Make the Alphabet Fun
When the Phoenicians were developing our language, they took into account how everything would blend together when we spoke. Taking the time to explain each separate letter and how it ties into your child’s everyday life can make a big impact on how your child learns to read. For more awesome ways to teach the alphabet, check out .
Read Any and Everything!
Learning to read doesn’t begin with a book alone, but instead, with the world around you. Read magazines, recipes, road signs, brand names on foods and more! Use everything around you as a teaching tool to introduce reading. Play board games and do puzzles as a way to connect the mind and body and improve retention. By making these real world connections, your actually providing the building blocks to language learning.
Visit the Library
Local libraries are just plain awesome.

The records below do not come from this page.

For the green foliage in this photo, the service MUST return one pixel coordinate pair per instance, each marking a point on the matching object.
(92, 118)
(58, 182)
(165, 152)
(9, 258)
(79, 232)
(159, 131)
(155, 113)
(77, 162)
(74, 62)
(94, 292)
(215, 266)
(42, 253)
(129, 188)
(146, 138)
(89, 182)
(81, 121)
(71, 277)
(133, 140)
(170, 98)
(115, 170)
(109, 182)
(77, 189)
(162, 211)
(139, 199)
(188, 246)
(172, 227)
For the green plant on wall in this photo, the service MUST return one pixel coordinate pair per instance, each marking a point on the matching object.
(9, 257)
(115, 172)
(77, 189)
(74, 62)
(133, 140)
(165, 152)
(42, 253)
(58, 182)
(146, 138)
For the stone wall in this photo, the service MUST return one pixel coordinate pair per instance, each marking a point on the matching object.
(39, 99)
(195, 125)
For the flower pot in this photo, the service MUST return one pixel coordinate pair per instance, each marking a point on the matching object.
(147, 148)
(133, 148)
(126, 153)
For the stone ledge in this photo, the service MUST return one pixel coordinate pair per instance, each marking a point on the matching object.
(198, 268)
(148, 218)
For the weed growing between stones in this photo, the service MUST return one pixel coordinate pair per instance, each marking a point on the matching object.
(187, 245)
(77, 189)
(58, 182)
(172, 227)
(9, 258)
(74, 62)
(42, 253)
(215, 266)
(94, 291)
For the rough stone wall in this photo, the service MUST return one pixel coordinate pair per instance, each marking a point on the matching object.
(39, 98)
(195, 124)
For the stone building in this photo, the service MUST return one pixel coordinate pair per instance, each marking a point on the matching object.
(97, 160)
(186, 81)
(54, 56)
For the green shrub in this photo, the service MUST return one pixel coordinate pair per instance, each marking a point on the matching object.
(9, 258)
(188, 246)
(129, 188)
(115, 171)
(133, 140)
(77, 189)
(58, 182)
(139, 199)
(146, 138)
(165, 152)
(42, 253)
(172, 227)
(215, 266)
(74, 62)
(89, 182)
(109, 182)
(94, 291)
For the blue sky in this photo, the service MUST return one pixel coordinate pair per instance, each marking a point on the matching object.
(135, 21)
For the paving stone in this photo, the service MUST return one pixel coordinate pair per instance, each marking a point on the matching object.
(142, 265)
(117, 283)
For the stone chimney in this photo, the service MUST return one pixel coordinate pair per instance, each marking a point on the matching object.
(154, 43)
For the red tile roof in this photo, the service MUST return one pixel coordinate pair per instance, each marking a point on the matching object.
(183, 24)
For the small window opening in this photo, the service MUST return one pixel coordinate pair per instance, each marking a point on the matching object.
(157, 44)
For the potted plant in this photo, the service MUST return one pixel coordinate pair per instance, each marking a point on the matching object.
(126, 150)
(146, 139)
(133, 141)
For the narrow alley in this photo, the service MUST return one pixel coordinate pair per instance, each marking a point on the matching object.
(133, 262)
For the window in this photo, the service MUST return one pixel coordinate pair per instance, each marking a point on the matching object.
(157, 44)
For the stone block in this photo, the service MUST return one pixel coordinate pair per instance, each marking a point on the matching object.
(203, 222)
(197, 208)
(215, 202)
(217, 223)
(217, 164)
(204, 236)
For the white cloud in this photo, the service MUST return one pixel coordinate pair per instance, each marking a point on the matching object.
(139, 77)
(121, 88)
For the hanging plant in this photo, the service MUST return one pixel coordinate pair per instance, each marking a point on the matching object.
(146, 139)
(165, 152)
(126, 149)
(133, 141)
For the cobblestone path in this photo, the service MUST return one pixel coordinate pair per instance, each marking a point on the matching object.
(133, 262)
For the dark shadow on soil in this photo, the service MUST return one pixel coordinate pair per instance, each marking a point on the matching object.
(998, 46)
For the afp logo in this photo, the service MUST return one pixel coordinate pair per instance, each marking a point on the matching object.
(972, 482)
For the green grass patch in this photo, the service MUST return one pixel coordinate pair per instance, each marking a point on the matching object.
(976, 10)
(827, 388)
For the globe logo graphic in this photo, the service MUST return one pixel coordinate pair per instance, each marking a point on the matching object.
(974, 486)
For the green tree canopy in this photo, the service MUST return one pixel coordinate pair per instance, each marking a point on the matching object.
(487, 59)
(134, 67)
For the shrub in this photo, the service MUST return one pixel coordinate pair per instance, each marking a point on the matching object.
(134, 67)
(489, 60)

With special programs for children several times during the week and with whole book sections devoted solely to children, the library provides a fun and safe space for every child. As soon as your child can understand, get them a library card and explain to them what it means to borrow a book. Not only will they be introduced to an endless supply of their favorite books, they’ll gain independence and learn life skills. Visiting the library at a young age will help instill that positive love of learning and make it easier to read in the long run.
Embrace Online Reading
Today, it’s easier than ever to teach your child to read and most of the credit goes to the advancements we’ve made in modern technology. With reading apps and websites that help guide your child as they meet developmental goals that help with reading. Not only will your child be playing and having a great time, he’ll also be learning at a warp speed.
Partner with Schools
Your school and your child’s teacher is the best way to help develop language skills. If your child’s teacher sends home a weekly spelling test or asks you to become a member of an online learning system, you should agree. If your school has a “Read 25 books” drive, you should shoot to read even more. Though some tasks like staying on top of homework or waking up early for extra tutoring session can be horrific, they will all get better with time.

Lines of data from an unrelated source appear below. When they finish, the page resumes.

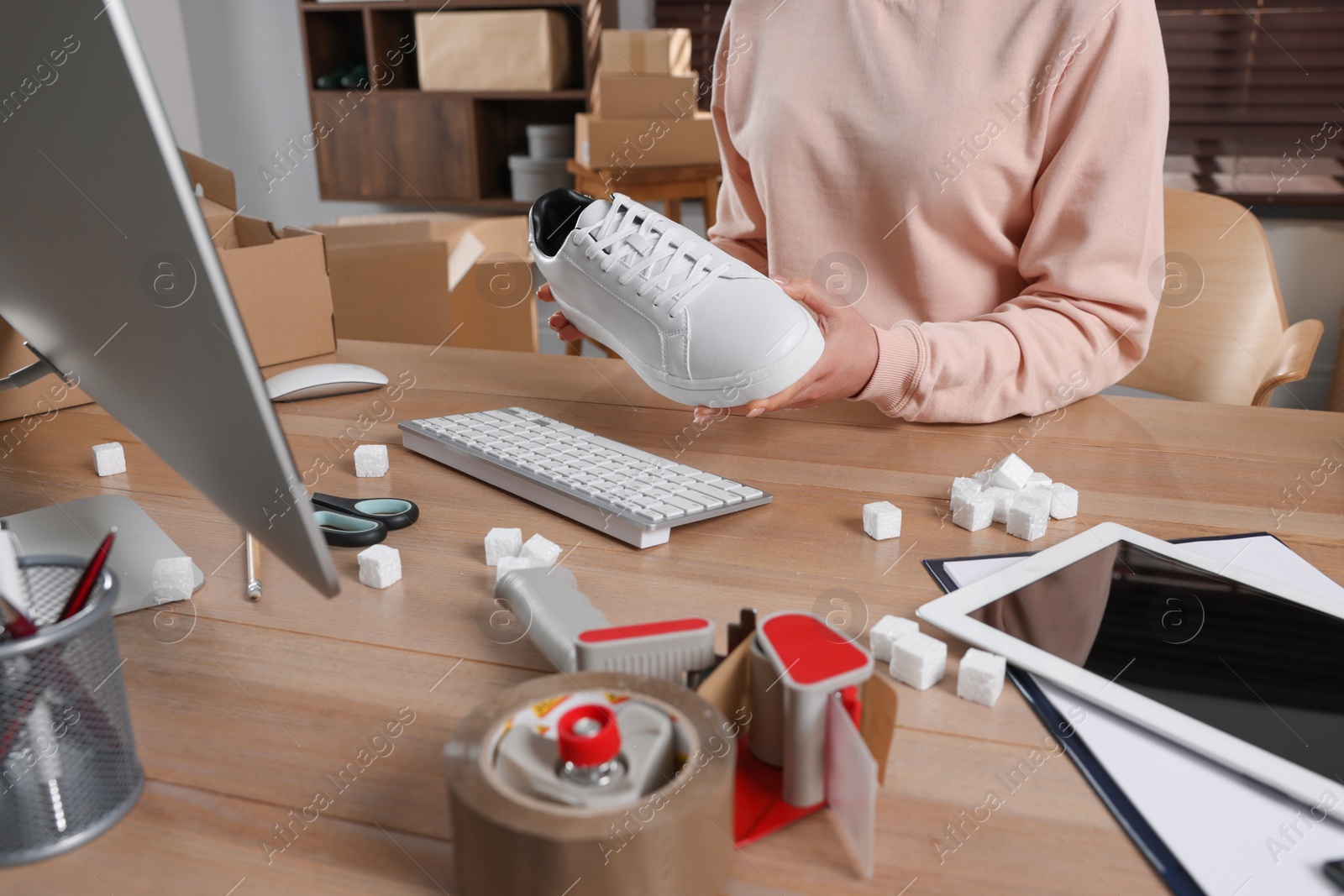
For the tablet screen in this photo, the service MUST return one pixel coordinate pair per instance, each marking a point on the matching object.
(1256, 665)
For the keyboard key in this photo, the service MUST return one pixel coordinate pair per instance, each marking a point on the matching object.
(685, 503)
(719, 495)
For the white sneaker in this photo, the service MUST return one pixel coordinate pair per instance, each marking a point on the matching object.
(696, 324)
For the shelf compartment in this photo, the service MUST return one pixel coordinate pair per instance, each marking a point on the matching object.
(335, 39)
(501, 130)
(400, 145)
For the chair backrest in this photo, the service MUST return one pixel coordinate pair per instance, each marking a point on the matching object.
(1335, 401)
(1221, 322)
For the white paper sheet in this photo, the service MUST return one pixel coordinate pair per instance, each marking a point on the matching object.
(1234, 836)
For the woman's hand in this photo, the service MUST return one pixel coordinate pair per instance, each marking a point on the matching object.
(558, 322)
(846, 364)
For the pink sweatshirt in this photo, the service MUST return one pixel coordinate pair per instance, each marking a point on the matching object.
(981, 181)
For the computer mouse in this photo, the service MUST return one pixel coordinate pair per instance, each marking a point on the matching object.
(318, 380)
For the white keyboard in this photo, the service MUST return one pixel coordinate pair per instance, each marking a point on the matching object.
(617, 490)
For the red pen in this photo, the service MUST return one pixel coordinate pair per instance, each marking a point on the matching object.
(84, 589)
(15, 622)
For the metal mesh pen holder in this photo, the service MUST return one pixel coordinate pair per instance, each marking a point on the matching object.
(67, 757)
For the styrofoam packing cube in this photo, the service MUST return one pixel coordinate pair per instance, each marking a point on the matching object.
(109, 458)
(174, 577)
(380, 566)
(541, 550)
(974, 513)
(1011, 473)
(1027, 520)
(882, 520)
(1037, 493)
(886, 633)
(501, 543)
(920, 661)
(980, 676)
(1063, 501)
(964, 486)
(1003, 500)
(371, 461)
(508, 564)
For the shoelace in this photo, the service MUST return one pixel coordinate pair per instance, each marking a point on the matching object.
(649, 249)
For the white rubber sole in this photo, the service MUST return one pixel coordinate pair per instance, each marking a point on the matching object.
(726, 391)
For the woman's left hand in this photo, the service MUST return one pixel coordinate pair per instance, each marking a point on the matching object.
(846, 364)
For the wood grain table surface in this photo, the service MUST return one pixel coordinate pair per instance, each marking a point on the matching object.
(242, 710)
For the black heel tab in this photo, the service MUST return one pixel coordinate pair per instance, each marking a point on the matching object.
(553, 217)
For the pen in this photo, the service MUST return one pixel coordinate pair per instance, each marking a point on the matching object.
(80, 597)
(253, 569)
(15, 622)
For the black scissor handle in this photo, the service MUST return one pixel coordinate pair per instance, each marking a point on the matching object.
(346, 531)
(396, 513)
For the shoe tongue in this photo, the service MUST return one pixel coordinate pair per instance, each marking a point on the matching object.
(595, 212)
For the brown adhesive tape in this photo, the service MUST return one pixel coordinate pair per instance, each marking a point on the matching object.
(676, 841)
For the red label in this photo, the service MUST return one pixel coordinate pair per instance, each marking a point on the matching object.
(810, 649)
(643, 631)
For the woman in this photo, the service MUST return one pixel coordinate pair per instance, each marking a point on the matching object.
(979, 186)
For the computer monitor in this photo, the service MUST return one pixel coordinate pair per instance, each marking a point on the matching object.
(108, 271)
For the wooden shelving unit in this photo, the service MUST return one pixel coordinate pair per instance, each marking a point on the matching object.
(398, 144)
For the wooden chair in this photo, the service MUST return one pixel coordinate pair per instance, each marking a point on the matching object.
(1222, 333)
(1335, 401)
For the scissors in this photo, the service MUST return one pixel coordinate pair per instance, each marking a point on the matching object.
(358, 523)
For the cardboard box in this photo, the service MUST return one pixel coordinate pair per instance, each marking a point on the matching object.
(640, 96)
(660, 51)
(279, 278)
(421, 278)
(644, 141)
(33, 403)
(506, 50)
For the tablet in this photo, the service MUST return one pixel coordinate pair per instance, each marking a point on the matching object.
(1233, 665)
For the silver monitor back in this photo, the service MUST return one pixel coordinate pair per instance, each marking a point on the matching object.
(108, 270)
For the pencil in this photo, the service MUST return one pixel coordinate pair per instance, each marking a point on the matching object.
(253, 569)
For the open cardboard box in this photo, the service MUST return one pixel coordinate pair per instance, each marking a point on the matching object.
(279, 277)
(279, 280)
(757, 810)
(432, 277)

Research shows that your child may not even begin to want to read until age 5. Though you may think that intense drills and hours of homework are the answer to teaching your child to read, you’d be wrong. There’s nothing wrong with a child that learns to read later on and studies show it’s much more important for a child to learn to comprehend a story than to read the words. If you do your part to help introduce language, your child will get the hang of it. Learning to read is a complex system that takes time and patience from everyone involved. If you begin talking about your daily activities as you go about them, your children will be more inclined to listen to sound and organize their day accordingly. All of this one-on-one time helps build the connections in your child’s brain that will one day click and embrace reading full-on. Make reading a priority now so that you can set up your child for a lifetime of traveling anywhere their heart desires. Happy Reading!